Uno se asoma a la ventana y es la chica de ayer, o Elena Valenciano dentro del marco, como un holograma, o como los jedis que se le aparecen a Luke Skywalker (Yoda, Obi Wan y Annakin) sonriéndole al final de la saga. A falta de realidad la suya es una campaña mística que produce estos reflejos caprichosos, aunque no se sabe si es una mística religiosa o filosófica. Parece ser que en un principio fue la primera y, en el tránsito, de camino a la revolución vía Che Guevara, se alcanzó la segunda, donde, pudiera ser gracias a alguna sustancia, como marcan los cánones más ortodoxos, se llegó a la unión del alma con lo sagrado, que es la Mística, representado en Felipe González.
La ascesis ha elevado a la candidata a estas alturas, o lo que es lo mismo la afiliación temprana, juvenil, como una suerte de propedeútica. Para que luego hablen mal de hacer carrera en el partido. Nada de trampolín sino purga e iluminación. Valenciano admite haber dejado de estudiar porque se aburría, pero a juzgar por sus dichos debe de estar más preparada que el Príncipe con su erudición particular, y es que no todo el mundo puede conocer la realidad de Suramérica por las canciones de Silvio Rodríguez, o el origen del cristianismo por Jesucristo Superstar.
Podría hablarse de misticismo pop, un término muy de Movida (donde en ocasiones parece anclada), como corriente ahora que urgen ideologías. Uno lo veía venir observándola últimamente en esos escenarios, donde ya ahora unas veces se ve un poco al Siddharta de Hesse y otras a San Juan de la Cruz. Se ha llegado a pensar hasta en Madonna y su Like a Prayer en medio de los aplausos del mitin, al tiempo que se la imagina rompiendo un ejemplar del catecismo como rompían los poetas muertos el ejemplar de J. Evans Pritchard, y acordándose en este punto también de Rubalcaba y aquella confesión suya de que el reggaeton le inducía a mover el esqueleto.

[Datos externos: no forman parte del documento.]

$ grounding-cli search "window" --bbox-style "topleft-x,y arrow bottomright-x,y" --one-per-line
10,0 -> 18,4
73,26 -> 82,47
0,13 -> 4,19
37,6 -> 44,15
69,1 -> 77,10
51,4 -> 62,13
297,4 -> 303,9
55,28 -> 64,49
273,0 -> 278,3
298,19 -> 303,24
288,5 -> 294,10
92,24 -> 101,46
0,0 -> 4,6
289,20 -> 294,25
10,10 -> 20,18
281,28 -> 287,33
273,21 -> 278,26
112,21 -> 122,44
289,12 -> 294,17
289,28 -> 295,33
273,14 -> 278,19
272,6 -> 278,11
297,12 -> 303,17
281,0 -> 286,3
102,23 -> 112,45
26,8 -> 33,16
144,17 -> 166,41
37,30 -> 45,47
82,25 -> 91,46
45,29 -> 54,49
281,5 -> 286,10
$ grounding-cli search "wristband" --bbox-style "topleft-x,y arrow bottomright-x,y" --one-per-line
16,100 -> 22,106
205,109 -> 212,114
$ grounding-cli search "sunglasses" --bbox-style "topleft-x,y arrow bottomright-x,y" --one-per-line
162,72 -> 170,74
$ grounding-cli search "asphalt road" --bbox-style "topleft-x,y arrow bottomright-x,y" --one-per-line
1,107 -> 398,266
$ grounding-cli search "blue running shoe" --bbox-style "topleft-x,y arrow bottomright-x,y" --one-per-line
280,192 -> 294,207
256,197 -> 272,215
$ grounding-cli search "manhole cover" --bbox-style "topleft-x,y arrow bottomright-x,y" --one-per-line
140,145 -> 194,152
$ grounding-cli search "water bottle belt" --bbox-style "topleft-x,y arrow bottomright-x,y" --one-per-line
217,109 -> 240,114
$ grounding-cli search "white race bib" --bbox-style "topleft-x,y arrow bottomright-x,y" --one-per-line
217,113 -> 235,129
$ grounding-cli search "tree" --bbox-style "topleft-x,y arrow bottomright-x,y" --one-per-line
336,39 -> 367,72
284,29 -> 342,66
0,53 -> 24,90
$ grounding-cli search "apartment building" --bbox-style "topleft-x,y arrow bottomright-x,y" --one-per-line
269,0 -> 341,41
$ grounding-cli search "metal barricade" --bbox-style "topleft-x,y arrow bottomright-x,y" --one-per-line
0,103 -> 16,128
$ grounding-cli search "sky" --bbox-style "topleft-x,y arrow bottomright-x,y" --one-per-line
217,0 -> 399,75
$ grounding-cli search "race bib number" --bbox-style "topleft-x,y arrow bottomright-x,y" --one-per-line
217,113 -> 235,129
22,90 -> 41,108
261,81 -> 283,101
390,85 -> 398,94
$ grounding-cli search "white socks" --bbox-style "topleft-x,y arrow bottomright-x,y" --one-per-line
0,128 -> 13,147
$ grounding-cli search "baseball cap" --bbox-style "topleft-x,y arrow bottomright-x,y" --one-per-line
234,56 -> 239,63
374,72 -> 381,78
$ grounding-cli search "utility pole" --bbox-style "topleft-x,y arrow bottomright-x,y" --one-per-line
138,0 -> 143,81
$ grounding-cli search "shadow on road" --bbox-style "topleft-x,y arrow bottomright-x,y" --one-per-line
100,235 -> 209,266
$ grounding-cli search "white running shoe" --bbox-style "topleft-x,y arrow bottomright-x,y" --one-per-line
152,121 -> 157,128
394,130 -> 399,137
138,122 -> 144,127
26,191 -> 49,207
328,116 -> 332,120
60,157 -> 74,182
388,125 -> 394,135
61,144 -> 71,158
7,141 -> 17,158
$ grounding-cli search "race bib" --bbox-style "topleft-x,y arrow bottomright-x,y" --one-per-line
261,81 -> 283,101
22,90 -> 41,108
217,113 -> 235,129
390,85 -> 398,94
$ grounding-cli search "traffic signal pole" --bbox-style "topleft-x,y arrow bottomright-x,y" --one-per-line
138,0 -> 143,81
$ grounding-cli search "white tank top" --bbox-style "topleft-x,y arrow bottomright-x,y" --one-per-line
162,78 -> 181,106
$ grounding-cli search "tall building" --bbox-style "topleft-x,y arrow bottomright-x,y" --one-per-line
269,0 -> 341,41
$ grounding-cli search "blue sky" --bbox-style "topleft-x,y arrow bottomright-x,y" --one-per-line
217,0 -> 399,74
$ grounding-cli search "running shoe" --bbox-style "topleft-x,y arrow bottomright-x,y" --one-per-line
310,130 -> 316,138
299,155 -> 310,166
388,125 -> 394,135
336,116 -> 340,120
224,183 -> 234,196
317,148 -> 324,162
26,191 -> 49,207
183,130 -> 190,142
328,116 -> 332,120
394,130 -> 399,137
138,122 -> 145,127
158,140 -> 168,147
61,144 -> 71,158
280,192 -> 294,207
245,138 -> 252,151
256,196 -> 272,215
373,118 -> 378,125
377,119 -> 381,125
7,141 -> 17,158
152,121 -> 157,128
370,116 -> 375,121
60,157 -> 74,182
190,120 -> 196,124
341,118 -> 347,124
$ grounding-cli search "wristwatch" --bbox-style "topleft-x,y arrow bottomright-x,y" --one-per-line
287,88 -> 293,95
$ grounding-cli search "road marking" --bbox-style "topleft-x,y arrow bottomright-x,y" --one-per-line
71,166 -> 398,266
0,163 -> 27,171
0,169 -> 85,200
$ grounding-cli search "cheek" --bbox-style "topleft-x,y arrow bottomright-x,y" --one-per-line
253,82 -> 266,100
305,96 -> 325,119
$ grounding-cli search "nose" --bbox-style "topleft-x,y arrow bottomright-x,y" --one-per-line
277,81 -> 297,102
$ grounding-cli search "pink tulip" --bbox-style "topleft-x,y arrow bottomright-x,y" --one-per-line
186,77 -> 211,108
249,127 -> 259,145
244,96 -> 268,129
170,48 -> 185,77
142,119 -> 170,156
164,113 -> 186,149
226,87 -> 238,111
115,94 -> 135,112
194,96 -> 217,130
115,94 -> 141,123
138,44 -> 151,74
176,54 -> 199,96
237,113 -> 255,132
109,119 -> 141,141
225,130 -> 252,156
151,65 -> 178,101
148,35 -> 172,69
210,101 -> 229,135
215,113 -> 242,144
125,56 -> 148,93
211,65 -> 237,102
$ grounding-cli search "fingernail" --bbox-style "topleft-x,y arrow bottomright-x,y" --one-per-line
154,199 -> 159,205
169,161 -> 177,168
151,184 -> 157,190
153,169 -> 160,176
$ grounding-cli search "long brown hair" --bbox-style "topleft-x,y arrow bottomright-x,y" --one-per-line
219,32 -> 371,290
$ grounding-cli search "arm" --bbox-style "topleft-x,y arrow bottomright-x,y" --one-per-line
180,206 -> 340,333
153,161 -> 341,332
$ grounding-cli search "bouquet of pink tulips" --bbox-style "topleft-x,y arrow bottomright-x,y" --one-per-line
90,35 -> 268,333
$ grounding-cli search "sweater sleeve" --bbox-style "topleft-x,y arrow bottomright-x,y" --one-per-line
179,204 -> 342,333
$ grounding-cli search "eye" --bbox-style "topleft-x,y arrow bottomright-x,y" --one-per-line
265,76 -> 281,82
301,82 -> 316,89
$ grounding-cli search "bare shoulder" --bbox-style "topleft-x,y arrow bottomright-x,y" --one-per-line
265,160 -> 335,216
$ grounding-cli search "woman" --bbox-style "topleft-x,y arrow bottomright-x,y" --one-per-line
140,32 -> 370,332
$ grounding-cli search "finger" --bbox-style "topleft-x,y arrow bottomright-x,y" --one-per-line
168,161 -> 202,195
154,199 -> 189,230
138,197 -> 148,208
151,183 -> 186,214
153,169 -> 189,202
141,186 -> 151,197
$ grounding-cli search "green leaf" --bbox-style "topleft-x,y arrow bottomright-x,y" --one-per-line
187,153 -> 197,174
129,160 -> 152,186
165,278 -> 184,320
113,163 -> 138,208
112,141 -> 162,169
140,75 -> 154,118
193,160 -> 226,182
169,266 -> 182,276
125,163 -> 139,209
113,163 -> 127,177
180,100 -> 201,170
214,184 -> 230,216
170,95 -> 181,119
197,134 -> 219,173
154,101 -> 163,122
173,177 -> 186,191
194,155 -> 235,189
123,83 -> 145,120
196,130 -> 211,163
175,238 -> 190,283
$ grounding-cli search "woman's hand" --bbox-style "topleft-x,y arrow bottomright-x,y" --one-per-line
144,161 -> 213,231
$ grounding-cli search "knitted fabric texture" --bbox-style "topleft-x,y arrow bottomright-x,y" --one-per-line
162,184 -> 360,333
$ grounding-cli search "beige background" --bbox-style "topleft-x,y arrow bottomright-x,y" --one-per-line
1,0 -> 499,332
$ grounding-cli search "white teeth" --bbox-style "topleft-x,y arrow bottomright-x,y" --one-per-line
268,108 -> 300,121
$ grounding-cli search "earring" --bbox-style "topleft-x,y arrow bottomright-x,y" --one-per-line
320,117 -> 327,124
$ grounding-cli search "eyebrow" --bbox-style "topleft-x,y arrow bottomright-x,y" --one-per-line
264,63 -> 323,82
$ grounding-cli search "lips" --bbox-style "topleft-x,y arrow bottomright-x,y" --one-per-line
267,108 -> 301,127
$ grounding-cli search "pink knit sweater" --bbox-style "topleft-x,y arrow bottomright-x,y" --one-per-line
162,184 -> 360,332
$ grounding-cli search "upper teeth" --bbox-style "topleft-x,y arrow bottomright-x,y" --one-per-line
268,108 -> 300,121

Pero no se quiere uno desviar con la música que, sin duda, ha de interrumpir la Mística, como le ocurrió en el Penta por culpa de los Vega. Están los partidos nuevos y los viejos, uno de los cuáles es el suyo, en cuya sede se imaginan esculturas enormes de Felipe ocultas entre los armarios y los papeles como los Budas de las selvas birmanas cubiertos de vegetación. En semejante estado se presenta Valenciano a unas elecciones, quizá demasiado condicionada. Su principal rival también pertenece a un partido de los viejos, el otro favorito, pero se le ve más acostumbrado a los placeres, tan libre como uno de los invitados del Banquete de Platón (Cañete es un hombre al que le va una túnica), Sócrates o el último en hablar del amor, que es más humano que la Mística.